UpsideAI REST API

Overview

The UpsideAI REST API exposes all the endpoints required to train, configure and query for recommendations. This document provides a detailed description of the requirements and steps necessary to implement a fully functioning recommendation system.

Setup & Requirements

  1. To access these services, you will first need a valid api key.
  2. To access the API, all requests must be made using HTTPS
  3. The body of all requests and responses are always a JSON object or array and encoded as UTF-8

Recommendations

Key Concepts

UpsideAI Recommendations provides the ability to suggest to users one or more types of recommended products. These recommendations may be based on popular or trending items, personalized items based on an individual users’ preferences, items similar to another item, and more. Also, filters can be applied to each of these queries to extract a specific subset of products e.g. by category, color, size …

It’s important to understand that the information used to generate recommendations comes from the interactions your users have on your website. For instance, a user sees a thumbnail of a product that looks interesting and clicks on it to view the product page. Once on the details page, they scroll down to view the product specifications. The user then adds the product to the cart and subsequently completes the checkout process to purchase the product. These are all examples of user interactions.

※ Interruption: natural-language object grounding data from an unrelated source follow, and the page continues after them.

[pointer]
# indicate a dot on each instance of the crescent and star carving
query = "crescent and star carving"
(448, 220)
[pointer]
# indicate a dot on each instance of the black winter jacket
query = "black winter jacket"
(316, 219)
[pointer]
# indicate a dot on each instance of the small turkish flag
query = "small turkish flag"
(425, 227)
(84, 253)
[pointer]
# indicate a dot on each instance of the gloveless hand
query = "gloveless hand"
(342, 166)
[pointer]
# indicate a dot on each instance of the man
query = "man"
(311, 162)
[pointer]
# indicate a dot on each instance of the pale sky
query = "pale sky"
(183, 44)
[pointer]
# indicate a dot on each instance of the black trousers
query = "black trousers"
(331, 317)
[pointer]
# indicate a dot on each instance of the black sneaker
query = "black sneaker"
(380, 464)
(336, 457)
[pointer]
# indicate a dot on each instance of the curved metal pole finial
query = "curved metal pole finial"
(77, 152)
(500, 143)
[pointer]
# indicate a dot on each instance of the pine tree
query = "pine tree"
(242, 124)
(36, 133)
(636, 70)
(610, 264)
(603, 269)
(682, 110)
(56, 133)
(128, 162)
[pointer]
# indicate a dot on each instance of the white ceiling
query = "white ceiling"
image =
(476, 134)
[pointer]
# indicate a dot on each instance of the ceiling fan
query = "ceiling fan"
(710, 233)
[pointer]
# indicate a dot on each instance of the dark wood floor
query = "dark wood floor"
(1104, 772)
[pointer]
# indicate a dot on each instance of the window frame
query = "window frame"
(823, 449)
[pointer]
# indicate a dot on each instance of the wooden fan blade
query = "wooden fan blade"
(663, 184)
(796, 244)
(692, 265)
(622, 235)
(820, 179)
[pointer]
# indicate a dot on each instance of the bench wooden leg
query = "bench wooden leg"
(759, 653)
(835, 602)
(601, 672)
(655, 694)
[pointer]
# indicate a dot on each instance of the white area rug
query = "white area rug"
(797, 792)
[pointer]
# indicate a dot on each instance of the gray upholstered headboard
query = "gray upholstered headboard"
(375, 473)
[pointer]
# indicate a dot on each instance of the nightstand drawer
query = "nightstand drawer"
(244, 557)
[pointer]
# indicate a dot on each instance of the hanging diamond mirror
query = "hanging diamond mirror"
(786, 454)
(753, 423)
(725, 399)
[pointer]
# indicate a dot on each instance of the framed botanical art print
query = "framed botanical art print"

There are several types of recommendations that can be presented to users and each of these can be filtered. For example, your site has a landing page for shoes and one for jackets. When a user arrives on the shoes landing page, you may wish to display personalized recommendations, but limit these to shoes rather than jackets. This is done with the use of tags.

Although tags can be any type of information, when recommending products tags usually represent product attributes: category, color, size, price, brand … Using tags is not required for querying recommendations, only to filter them. To add tags, a list of product id’s and their corresponding tags needs to be uploaded to the recommendation engine.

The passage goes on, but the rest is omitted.